Open http://localhost:5173.

5) Smoke test via CLI (optional)

```bash
bash scripts/council.sh -m "Say hi in five words"
bash scripts/council.sh --stream -m "One fun fact about space."
```

Notes
- Ensure `LOCAL_MODELS` names match `ollama list` (omit tags like `:latest`).
- If the machine is tight on RAM, lower `LOCAL_MODELS` count or set `COUNCIL_MAX_PARALLEL_LOCAL=1–2`.
- `COUNCIL_MEM_RESERVE_GB` keeps headroom for the OS/apps; increase if needed.

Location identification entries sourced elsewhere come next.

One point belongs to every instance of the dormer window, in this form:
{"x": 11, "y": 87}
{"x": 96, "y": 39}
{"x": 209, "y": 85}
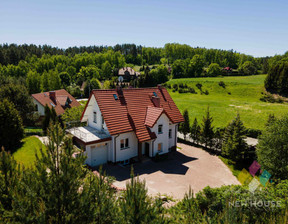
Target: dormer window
{"x": 160, "y": 129}
{"x": 95, "y": 117}
{"x": 115, "y": 96}
{"x": 102, "y": 122}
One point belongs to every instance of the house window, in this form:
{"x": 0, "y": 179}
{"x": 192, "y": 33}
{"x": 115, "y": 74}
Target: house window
{"x": 102, "y": 122}
{"x": 124, "y": 143}
{"x": 95, "y": 117}
{"x": 160, "y": 129}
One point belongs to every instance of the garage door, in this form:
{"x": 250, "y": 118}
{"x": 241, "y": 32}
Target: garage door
{"x": 99, "y": 154}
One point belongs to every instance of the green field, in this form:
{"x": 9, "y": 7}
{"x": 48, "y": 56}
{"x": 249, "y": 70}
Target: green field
{"x": 245, "y": 92}
{"x": 26, "y": 154}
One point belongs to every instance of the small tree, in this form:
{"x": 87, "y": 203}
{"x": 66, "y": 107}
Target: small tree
{"x": 49, "y": 117}
{"x": 272, "y": 149}
{"x": 248, "y": 68}
{"x": 234, "y": 145}
{"x": 137, "y": 206}
{"x": 271, "y": 119}
{"x": 11, "y": 128}
{"x": 195, "y": 131}
{"x": 207, "y": 132}
{"x": 185, "y": 126}
{"x": 214, "y": 70}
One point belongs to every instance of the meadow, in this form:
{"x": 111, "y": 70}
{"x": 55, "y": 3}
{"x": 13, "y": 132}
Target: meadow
{"x": 241, "y": 94}
{"x": 25, "y": 155}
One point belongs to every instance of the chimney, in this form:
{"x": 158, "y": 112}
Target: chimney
{"x": 156, "y": 101}
{"x": 52, "y": 95}
{"x": 119, "y": 91}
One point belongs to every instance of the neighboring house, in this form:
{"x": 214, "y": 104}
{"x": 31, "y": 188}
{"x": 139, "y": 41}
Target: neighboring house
{"x": 59, "y": 99}
{"x": 128, "y": 73}
{"x": 127, "y": 123}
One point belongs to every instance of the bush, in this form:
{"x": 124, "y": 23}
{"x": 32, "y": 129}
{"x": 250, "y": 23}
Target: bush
{"x": 222, "y": 84}
{"x": 199, "y": 86}
{"x": 175, "y": 86}
{"x": 11, "y": 128}
{"x": 192, "y": 90}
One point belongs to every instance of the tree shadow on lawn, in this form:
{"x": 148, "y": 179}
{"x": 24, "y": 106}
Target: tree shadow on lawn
{"x": 174, "y": 164}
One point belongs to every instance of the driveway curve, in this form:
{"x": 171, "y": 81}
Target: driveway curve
{"x": 189, "y": 166}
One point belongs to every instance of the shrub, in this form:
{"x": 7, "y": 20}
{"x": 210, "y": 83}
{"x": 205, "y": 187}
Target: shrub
{"x": 11, "y": 128}
{"x": 199, "y": 85}
{"x": 192, "y": 90}
{"x": 222, "y": 84}
{"x": 253, "y": 133}
{"x": 272, "y": 148}
{"x": 175, "y": 86}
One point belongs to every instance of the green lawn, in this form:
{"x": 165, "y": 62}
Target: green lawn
{"x": 241, "y": 94}
{"x": 26, "y": 154}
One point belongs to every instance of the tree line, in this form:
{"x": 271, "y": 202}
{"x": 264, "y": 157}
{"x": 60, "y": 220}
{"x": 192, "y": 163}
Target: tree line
{"x": 229, "y": 142}
{"x": 135, "y": 54}
{"x": 277, "y": 78}
{"x": 59, "y": 189}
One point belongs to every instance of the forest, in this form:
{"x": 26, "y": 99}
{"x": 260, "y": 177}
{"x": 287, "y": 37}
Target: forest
{"x": 43, "y": 68}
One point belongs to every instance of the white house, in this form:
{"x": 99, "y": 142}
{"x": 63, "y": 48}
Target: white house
{"x": 127, "y": 123}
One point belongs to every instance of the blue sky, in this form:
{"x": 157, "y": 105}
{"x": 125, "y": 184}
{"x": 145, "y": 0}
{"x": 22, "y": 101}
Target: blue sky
{"x": 254, "y": 27}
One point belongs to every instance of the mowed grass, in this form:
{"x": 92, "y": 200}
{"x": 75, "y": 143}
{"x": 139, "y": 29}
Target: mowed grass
{"x": 241, "y": 94}
{"x": 26, "y": 154}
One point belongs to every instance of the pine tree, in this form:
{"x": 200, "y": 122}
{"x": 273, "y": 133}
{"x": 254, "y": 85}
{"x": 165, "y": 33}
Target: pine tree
{"x": 195, "y": 131}
{"x": 9, "y": 178}
{"x": 11, "y": 127}
{"x": 47, "y": 117}
{"x": 137, "y": 206}
{"x": 185, "y": 126}
{"x": 234, "y": 145}
{"x": 207, "y": 132}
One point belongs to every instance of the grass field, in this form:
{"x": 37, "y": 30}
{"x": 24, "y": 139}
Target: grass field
{"x": 26, "y": 154}
{"x": 241, "y": 94}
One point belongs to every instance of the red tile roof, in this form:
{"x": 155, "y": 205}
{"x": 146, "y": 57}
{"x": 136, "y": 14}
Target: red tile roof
{"x": 58, "y": 104}
{"x": 152, "y": 115}
{"x": 134, "y": 110}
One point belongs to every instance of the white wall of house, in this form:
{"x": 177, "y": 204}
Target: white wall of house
{"x": 98, "y": 154}
{"x": 161, "y": 138}
{"x": 40, "y": 107}
{"x": 172, "y": 139}
{"x": 127, "y": 153}
{"x": 91, "y": 108}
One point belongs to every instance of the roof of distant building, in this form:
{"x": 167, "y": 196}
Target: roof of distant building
{"x": 59, "y": 99}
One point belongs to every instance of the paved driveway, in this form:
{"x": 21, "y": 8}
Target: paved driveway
{"x": 189, "y": 166}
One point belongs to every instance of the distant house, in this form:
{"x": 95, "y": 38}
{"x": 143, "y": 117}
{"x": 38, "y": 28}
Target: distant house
{"x": 128, "y": 73}
{"x": 127, "y": 123}
{"x": 59, "y": 99}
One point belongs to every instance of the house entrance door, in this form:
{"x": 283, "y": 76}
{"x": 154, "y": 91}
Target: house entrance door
{"x": 146, "y": 149}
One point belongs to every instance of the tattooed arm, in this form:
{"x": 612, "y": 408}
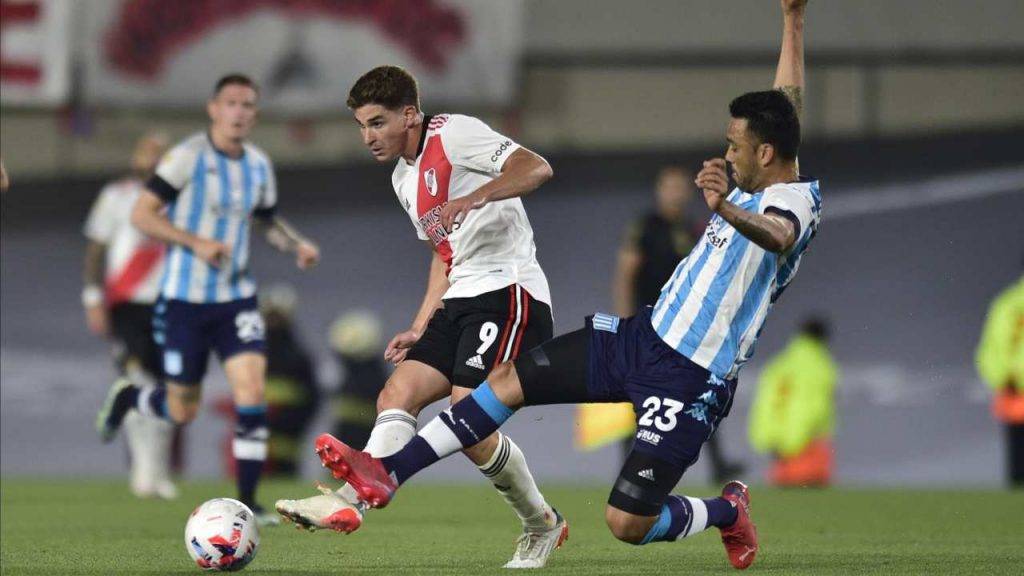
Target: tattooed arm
{"x": 790, "y": 73}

### RAM Sizing & Safeguards (Council Local Mode)
- Effective model budget ≈ `max(60% of RAM, RAM − COUNCIL_MEM_RESERVE_GB)`.
- Recommended on 48 GiB Macs:
- Light multitasking: `COUNCIL_MEM_RESERVE_GB=8`
- Heavy multitasking: `COUNCIL_MEM_RESERVE_GB=10–12`
- To reduce pressure: lower `COUNCIL_MAX_PARALLEL_LOCAL` or remove a model from `LOCAL_MODELS`.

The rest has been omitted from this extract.